When we moved to small town, Minnesota I discovered there was a Costco only two miles from our house. I could go there for a free lunch if I wanted by tasting all the samples. That first year I managed to stock up on things that I still have three years later. Since we downsized I no longer have room for all the accumulated “good” deals, so I reluctantly failed to renew my membership. It’s been a couple years now and I feel I’m finally cured of wholesale shopping mania. It can become an addiction of sorts.
I still have two large jars of coconut oil, just finished off the final can of a giant, economy sized Pam and really miss going through the store and testing all the nifty food choices. I’m over it though – really.
When you retire there isn’t a huge need for a lot of anything, except perhaps toilet paper. First you’re purchasing a membership, which puts a strain on your fixed income. You don’t need as much as you once did since you rarely entertain. Two elderly people can only consume so much fruit in a week. The cheesecake which serves at least 40 people would instantly go to my hips, not to mention the gigantic muffins and oversized pies. Did I mention the baked gods were amazing?
I recently watched an episode of “The Golden Girls,” where the matriarch, Sophia bought a warehouse membership and went berserk buying cases of items she wouldn’t be able to use in two lifetimes. The episode ended with her making dinner one night. It was a sardine casserole covered with crunched up oatmeal cookies – a lot of it.

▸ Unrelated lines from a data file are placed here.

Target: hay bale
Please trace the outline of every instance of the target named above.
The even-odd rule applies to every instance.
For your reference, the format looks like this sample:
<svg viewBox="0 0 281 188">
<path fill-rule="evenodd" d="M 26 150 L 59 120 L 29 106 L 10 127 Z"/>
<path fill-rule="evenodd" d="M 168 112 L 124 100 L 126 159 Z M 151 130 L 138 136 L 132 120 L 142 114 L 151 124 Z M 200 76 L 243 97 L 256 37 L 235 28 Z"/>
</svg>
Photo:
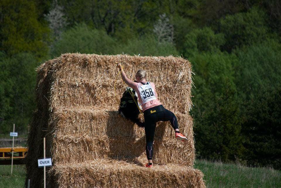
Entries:
<svg viewBox="0 0 281 188">
<path fill-rule="evenodd" d="M 205 187 L 203 175 L 191 167 L 170 164 L 151 169 L 117 161 L 96 160 L 56 165 L 50 171 L 60 187 Z M 136 178 L 137 177 L 137 178 Z"/>
<path fill-rule="evenodd" d="M 45 72 L 43 76 L 52 75 L 50 107 L 117 109 L 124 86 L 116 62 L 122 63 L 131 79 L 134 79 L 138 69 L 145 70 L 147 80 L 157 84 L 156 90 L 161 93 L 159 98 L 164 106 L 176 112 L 189 112 L 192 105 L 191 65 L 187 60 L 172 56 L 63 54 L 38 69 L 39 72 Z"/>
<path fill-rule="evenodd" d="M 28 141 L 27 180 L 31 179 L 33 187 L 42 186 L 43 173 L 37 166 L 37 160 L 43 156 L 42 138 L 46 137 L 46 155 L 52 157 L 54 165 L 47 174 L 49 185 L 52 185 L 49 187 L 116 186 L 112 181 L 103 185 L 98 183 L 100 176 L 115 174 L 116 169 L 139 182 L 132 184 L 133 187 L 140 184 L 138 181 L 142 177 L 149 181 L 141 175 L 147 169 L 136 168 L 131 164 L 136 161 L 142 163 L 146 161 L 144 130 L 116 112 L 125 88 L 116 68 L 116 62 L 122 63 L 131 79 L 138 69 L 147 71 L 148 80 L 155 83 L 160 101 L 165 107 L 175 113 L 180 129 L 188 138 L 185 143 L 177 141 L 170 125 L 159 123 L 155 137 L 155 164 L 180 165 L 179 170 L 185 169 L 191 174 L 191 172 L 197 172 L 191 176 L 177 171 L 175 174 L 179 173 L 181 176 L 177 178 L 177 183 L 184 181 L 186 182 L 185 186 L 203 187 L 202 173 L 192 169 L 194 148 L 192 120 L 188 114 L 192 105 L 191 65 L 186 60 L 172 56 L 67 54 L 41 65 L 37 69 L 37 110 Z M 114 160 L 114 164 L 109 165 L 104 160 L 109 159 Z M 98 162 L 100 160 L 107 161 L 105 162 L 108 167 L 107 174 L 101 172 L 102 165 Z M 129 163 L 124 164 L 128 167 L 126 170 L 122 170 L 123 165 L 117 163 L 120 161 Z M 66 168 L 61 167 L 63 165 Z M 168 179 L 176 177 L 175 172 L 164 170 L 165 166 L 156 168 L 151 174 L 159 172 Z M 86 170 L 83 170 L 81 166 Z M 70 169 L 74 170 L 69 171 Z M 85 172 L 89 175 L 83 177 Z M 95 175 L 96 172 L 101 172 Z M 120 176 L 112 175 L 110 175 L 111 178 L 117 177 L 118 183 L 131 183 L 128 180 L 122 182 L 119 180 Z M 81 181 L 71 183 L 71 178 L 76 176 Z M 91 180 L 92 178 L 95 180 Z M 170 184 L 159 183 L 162 187 Z"/>
<path fill-rule="evenodd" d="M 146 160 L 144 129 L 116 111 L 64 109 L 54 114 L 54 162 L 83 162 L 108 157 Z M 184 126 L 182 131 L 189 136 L 189 141 L 184 143 L 175 139 L 169 122 L 158 123 L 153 160 L 156 164 L 192 166 L 194 158 L 192 119 L 188 114 L 176 114 L 179 124 Z M 77 154 L 74 155 L 73 153 Z"/>
</svg>

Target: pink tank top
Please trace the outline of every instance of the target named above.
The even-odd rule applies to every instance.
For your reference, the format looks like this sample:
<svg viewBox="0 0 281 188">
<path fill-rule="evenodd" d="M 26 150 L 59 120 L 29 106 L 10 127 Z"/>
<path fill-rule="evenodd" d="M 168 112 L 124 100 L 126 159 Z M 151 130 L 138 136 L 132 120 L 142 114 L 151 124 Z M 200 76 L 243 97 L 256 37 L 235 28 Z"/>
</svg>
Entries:
<svg viewBox="0 0 281 188">
<path fill-rule="evenodd" d="M 148 108 L 162 104 L 157 99 L 158 95 L 155 90 L 155 85 L 148 82 L 145 84 L 136 83 L 133 88 L 138 93 L 138 99 L 143 109 L 143 112 Z"/>
</svg>

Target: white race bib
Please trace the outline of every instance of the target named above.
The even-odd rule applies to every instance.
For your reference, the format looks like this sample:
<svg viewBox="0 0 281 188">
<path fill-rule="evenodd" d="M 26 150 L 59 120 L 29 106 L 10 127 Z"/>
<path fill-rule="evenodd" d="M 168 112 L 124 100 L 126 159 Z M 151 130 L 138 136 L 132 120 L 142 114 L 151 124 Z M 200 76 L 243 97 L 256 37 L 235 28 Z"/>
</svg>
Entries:
<svg viewBox="0 0 281 188">
<path fill-rule="evenodd" d="M 138 88 L 143 104 L 156 99 L 155 91 L 149 82 Z"/>
</svg>

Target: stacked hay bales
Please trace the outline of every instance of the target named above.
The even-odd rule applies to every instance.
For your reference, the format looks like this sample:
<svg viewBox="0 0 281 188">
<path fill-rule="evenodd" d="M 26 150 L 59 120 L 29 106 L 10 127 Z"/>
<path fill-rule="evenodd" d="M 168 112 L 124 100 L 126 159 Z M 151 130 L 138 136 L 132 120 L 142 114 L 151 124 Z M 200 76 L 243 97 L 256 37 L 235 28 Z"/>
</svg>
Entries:
<svg viewBox="0 0 281 188">
<path fill-rule="evenodd" d="M 122 63 L 132 79 L 139 69 L 146 71 L 147 80 L 155 83 L 159 99 L 175 112 L 188 139 L 185 143 L 177 141 L 169 122 L 158 123 L 152 170 L 139 166 L 146 161 L 144 129 L 117 113 L 125 86 L 116 62 Z M 36 163 L 43 155 L 44 136 L 47 156 L 52 157 L 54 165 L 47 173 L 50 187 L 205 186 L 202 172 L 193 169 L 192 119 L 188 113 L 191 73 L 188 61 L 172 56 L 67 54 L 46 62 L 37 72 L 37 109 L 26 161 L 27 178 L 34 187 L 42 186 L 42 172 Z"/>
</svg>

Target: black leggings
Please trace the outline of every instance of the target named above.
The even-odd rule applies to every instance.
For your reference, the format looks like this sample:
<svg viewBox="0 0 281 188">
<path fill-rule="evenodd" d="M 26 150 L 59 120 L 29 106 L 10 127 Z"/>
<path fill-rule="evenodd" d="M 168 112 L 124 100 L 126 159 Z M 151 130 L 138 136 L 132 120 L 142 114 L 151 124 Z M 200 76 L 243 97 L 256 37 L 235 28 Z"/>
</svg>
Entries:
<svg viewBox="0 0 281 188">
<path fill-rule="evenodd" d="M 157 111 L 158 110 L 161 111 L 158 112 Z M 153 111 L 155 110 L 156 112 L 154 113 Z M 150 112 L 153 113 L 150 113 Z M 144 113 L 144 129 L 146 141 L 145 147 L 146 156 L 148 160 L 151 160 L 152 159 L 153 155 L 153 144 L 156 123 L 160 121 L 166 122 L 169 121 L 174 130 L 179 129 L 179 125 L 177 117 L 174 113 L 164 108 L 162 105 L 146 110 Z"/>
</svg>

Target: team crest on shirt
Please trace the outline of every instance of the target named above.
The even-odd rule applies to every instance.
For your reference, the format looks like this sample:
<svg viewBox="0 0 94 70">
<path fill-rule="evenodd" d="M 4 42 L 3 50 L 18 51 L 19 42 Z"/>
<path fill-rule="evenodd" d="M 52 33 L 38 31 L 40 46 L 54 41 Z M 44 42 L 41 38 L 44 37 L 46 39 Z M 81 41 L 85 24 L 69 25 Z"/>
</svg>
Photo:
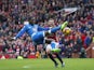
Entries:
<svg viewBox="0 0 94 70">
<path fill-rule="evenodd" d="M 32 28 L 32 30 L 35 31 L 35 32 L 37 32 L 38 31 L 38 26 L 33 26 L 33 28 Z"/>
</svg>

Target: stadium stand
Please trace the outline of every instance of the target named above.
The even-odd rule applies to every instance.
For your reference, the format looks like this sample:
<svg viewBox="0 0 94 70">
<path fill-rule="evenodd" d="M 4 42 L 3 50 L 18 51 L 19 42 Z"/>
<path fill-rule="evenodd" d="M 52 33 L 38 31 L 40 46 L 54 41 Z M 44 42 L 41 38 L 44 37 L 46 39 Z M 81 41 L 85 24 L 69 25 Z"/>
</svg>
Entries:
<svg viewBox="0 0 94 70">
<path fill-rule="evenodd" d="M 64 8 L 81 9 L 66 17 L 62 12 L 54 13 Z M 55 26 L 65 19 L 69 20 L 68 26 L 72 33 L 64 37 L 59 31 L 56 36 L 65 48 L 62 52 L 64 57 L 79 57 L 82 47 L 86 50 L 91 46 L 94 38 L 94 0 L 0 0 L 0 57 L 8 54 L 6 58 L 16 58 L 19 55 L 36 58 L 33 55 L 28 56 L 35 53 L 35 47 L 26 33 L 17 41 L 10 41 L 24 26 L 23 22 L 31 17 L 41 26 L 48 26 L 50 18 L 55 20 Z M 90 54 L 86 56 L 94 57 Z"/>
</svg>

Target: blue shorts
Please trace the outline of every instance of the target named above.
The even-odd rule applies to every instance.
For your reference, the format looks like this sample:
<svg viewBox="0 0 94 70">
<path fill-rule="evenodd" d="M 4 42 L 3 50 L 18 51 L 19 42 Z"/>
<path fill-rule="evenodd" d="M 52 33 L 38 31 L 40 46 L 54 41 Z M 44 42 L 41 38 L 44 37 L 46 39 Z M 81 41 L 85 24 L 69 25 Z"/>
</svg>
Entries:
<svg viewBox="0 0 94 70">
<path fill-rule="evenodd" d="M 43 44 L 44 43 L 44 31 L 38 31 L 38 32 L 32 33 L 31 40 L 35 45 Z"/>
</svg>

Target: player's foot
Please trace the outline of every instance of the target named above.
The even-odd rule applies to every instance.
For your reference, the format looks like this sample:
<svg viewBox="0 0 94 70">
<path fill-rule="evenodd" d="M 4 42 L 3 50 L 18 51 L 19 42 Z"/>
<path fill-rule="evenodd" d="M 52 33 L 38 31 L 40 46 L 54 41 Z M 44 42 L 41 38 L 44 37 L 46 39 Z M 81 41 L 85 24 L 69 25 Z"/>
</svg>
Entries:
<svg viewBox="0 0 94 70">
<path fill-rule="evenodd" d="M 55 64 L 55 68 L 57 68 L 58 64 Z"/>
<path fill-rule="evenodd" d="M 61 29 L 63 30 L 68 25 L 68 22 L 64 22 L 61 26 Z"/>
<path fill-rule="evenodd" d="M 65 67 L 65 62 L 62 64 L 62 67 Z"/>
</svg>

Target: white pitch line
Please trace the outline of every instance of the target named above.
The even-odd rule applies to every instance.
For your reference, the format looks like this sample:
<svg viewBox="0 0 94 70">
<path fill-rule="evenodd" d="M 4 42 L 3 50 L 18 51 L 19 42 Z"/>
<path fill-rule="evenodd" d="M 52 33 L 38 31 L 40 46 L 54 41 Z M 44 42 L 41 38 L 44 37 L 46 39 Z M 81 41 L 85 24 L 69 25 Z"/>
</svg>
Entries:
<svg viewBox="0 0 94 70">
<path fill-rule="evenodd" d="M 30 66 L 29 66 L 29 65 L 27 65 L 27 66 L 24 66 L 23 68 L 30 68 Z"/>
</svg>

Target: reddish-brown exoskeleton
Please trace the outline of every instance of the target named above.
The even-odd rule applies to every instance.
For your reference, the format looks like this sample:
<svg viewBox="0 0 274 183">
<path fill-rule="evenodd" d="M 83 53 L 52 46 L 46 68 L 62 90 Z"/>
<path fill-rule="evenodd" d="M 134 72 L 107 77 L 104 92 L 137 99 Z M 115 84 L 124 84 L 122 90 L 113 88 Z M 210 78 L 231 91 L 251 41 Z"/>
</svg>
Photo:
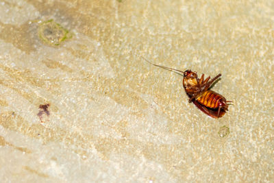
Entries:
<svg viewBox="0 0 274 183">
<path fill-rule="evenodd" d="M 203 80 L 203 74 L 202 74 L 201 78 L 198 78 L 197 74 L 190 70 L 183 72 L 172 68 L 154 64 L 145 58 L 142 58 L 154 66 L 173 72 L 182 73 L 184 75 L 175 72 L 184 77 L 183 86 L 186 95 L 189 97 L 189 102 L 193 102 L 199 110 L 208 116 L 212 118 L 220 118 L 228 110 L 228 103 L 232 101 L 227 101 L 221 95 L 209 89 L 212 84 L 221 77 L 221 73 L 211 80 L 210 80 L 210 77 Z"/>
</svg>

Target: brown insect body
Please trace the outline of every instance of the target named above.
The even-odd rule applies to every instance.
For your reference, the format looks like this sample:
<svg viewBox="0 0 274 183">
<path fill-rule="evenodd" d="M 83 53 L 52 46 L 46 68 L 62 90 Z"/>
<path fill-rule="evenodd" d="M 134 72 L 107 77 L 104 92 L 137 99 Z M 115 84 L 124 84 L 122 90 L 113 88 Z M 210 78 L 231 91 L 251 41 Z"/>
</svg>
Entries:
<svg viewBox="0 0 274 183">
<path fill-rule="evenodd" d="M 229 101 L 221 95 L 209 89 L 221 75 L 219 74 L 211 80 L 208 77 L 204 80 L 203 74 L 199 79 L 197 73 L 190 70 L 184 72 L 183 86 L 190 98 L 189 101 L 213 118 L 223 117 L 228 109 L 227 102 Z"/>
<path fill-rule="evenodd" d="M 232 101 L 227 101 L 221 95 L 209 89 L 212 84 L 221 77 L 221 73 L 211 80 L 210 80 L 210 77 L 203 80 L 203 74 L 199 79 L 197 74 L 190 70 L 183 72 L 172 68 L 152 64 L 145 58 L 142 58 L 154 66 L 173 72 L 183 73 L 183 86 L 186 95 L 189 97 L 189 102 L 193 102 L 199 110 L 208 116 L 212 118 L 220 118 L 228 110 L 229 104 L 227 103 Z M 179 73 L 175 73 L 182 75 Z"/>
</svg>

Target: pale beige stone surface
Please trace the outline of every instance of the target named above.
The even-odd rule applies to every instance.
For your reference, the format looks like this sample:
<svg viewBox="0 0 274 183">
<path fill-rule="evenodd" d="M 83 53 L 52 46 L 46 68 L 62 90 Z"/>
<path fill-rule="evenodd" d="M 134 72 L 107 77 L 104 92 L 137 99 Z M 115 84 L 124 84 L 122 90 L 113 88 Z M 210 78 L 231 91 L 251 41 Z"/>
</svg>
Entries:
<svg viewBox="0 0 274 183">
<path fill-rule="evenodd" d="M 0 0 L 1 182 L 274 182 L 273 8 Z M 72 38 L 43 42 L 50 19 Z M 221 73 L 213 90 L 234 105 L 208 117 L 140 56 Z"/>
</svg>

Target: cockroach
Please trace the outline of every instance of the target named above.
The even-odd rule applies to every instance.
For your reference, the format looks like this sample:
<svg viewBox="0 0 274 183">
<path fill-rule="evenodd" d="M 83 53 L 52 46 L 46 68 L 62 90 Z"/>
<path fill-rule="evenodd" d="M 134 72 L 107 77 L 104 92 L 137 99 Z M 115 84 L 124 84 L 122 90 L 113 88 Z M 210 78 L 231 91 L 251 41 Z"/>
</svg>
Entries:
<svg viewBox="0 0 274 183">
<path fill-rule="evenodd" d="M 198 78 L 197 73 L 192 72 L 191 70 L 186 70 L 183 72 L 164 66 L 154 64 L 144 57 L 142 58 L 151 64 L 175 72 L 183 76 L 183 86 L 189 98 L 188 101 L 190 103 L 192 102 L 207 115 L 217 119 L 223 117 L 228 110 L 228 105 L 230 104 L 229 103 L 232 101 L 227 101 L 221 94 L 210 89 L 212 86 L 213 83 L 217 82 L 218 79 L 220 78 L 221 76 L 221 73 L 213 77 L 211 80 L 210 76 L 204 80 L 203 73 L 201 75 L 201 78 Z"/>
</svg>

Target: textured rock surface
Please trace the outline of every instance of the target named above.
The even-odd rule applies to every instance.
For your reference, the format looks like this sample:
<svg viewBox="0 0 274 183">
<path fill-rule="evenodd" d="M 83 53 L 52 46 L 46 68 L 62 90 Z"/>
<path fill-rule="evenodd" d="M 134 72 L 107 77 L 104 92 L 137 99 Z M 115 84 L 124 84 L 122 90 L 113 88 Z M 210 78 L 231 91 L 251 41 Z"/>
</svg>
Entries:
<svg viewBox="0 0 274 183">
<path fill-rule="evenodd" d="M 0 1 L 1 182 L 273 182 L 273 6 Z M 140 56 L 221 73 L 234 105 L 207 117 Z"/>
</svg>

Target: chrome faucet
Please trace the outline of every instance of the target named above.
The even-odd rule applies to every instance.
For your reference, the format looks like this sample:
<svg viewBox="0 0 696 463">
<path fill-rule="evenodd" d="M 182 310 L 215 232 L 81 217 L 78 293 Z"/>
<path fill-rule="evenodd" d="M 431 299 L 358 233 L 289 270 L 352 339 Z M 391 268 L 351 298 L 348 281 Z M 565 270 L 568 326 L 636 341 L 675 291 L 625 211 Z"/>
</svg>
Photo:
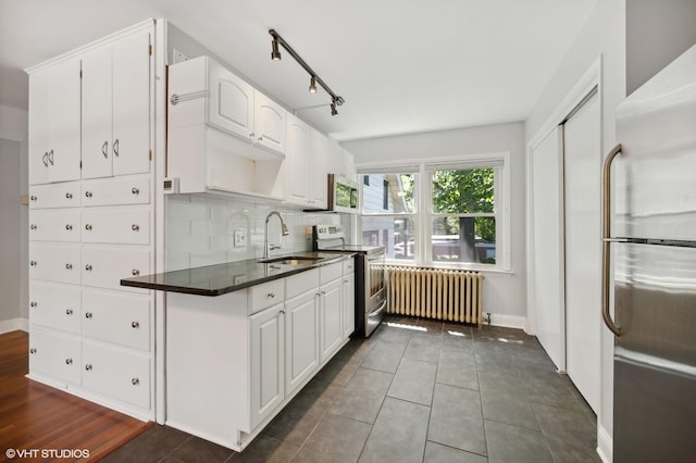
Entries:
<svg viewBox="0 0 696 463">
<path fill-rule="evenodd" d="M 281 220 L 281 227 L 283 228 L 283 236 L 288 236 L 290 232 L 287 229 L 287 225 L 285 225 L 285 221 L 283 220 L 283 215 L 278 211 L 271 211 L 269 215 L 265 216 L 265 233 L 263 235 L 263 259 L 269 259 L 269 252 L 271 251 L 271 246 L 269 246 L 269 221 L 271 220 L 271 215 L 277 215 Z M 278 249 L 278 247 L 273 247 L 273 249 Z"/>
</svg>

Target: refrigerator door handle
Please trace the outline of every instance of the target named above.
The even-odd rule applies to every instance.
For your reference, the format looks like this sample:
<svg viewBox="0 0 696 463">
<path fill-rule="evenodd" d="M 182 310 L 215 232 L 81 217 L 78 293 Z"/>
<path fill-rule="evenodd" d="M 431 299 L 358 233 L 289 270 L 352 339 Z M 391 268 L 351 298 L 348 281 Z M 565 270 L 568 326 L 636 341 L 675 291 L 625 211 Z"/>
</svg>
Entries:
<svg viewBox="0 0 696 463">
<path fill-rule="evenodd" d="M 611 163 L 621 152 L 621 143 L 607 155 L 601 171 L 601 317 L 607 328 L 621 336 L 618 326 L 609 313 L 609 274 L 611 267 Z"/>
</svg>

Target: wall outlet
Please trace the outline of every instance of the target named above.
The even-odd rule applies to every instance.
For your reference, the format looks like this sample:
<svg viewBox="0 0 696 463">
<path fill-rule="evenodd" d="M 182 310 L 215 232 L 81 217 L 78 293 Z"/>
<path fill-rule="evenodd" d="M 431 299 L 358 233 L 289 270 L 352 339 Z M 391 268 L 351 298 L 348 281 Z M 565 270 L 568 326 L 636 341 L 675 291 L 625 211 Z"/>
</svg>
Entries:
<svg viewBox="0 0 696 463">
<path fill-rule="evenodd" d="M 235 230 L 235 248 L 244 248 L 247 246 L 247 230 L 237 228 Z"/>
</svg>

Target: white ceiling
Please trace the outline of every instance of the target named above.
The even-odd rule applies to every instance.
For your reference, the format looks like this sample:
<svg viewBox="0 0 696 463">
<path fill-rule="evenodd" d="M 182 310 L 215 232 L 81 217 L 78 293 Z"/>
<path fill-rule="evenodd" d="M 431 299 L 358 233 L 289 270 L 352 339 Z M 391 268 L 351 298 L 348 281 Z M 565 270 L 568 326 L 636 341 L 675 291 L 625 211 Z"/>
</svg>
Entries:
<svg viewBox="0 0 696 463">
<path fill-rule="evenodd" d="M 26 109 L 21 70 L 164 17 L 338 140 L 522 121 L 596 3 L 0 0 L 0 104 Z M 269 28 L 346 100 L 337 116 L 288 53 L 271 61 Z"/>
</svg>

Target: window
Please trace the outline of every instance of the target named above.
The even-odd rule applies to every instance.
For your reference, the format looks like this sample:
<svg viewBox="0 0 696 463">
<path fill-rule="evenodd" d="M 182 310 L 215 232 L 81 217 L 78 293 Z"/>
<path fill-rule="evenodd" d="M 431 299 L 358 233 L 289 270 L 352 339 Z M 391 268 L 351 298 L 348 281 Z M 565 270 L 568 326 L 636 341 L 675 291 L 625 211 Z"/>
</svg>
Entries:
<svg viewBox="0 0 696 463">
<path fill-rule="evenodd" d="M 509 268 L 508 158 L 361 167 L 362 242 L 400 262 Z"/>
</svg>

I have a theory that our society is headed for cocooning in the future. We’re almost there in fact. We work at home. We shop and order meals to have them delivered to us. Our prescriptions can be mailed to us. If you have a warehouse shopping card, you only have to shop once every three years. You can get an education online as well as go to church. You can even study the Bible on your phone – there’s an app for that. You won’t have to interact with anyone face to face except for those who deliver things to you. Praise God I won’t live to see that day.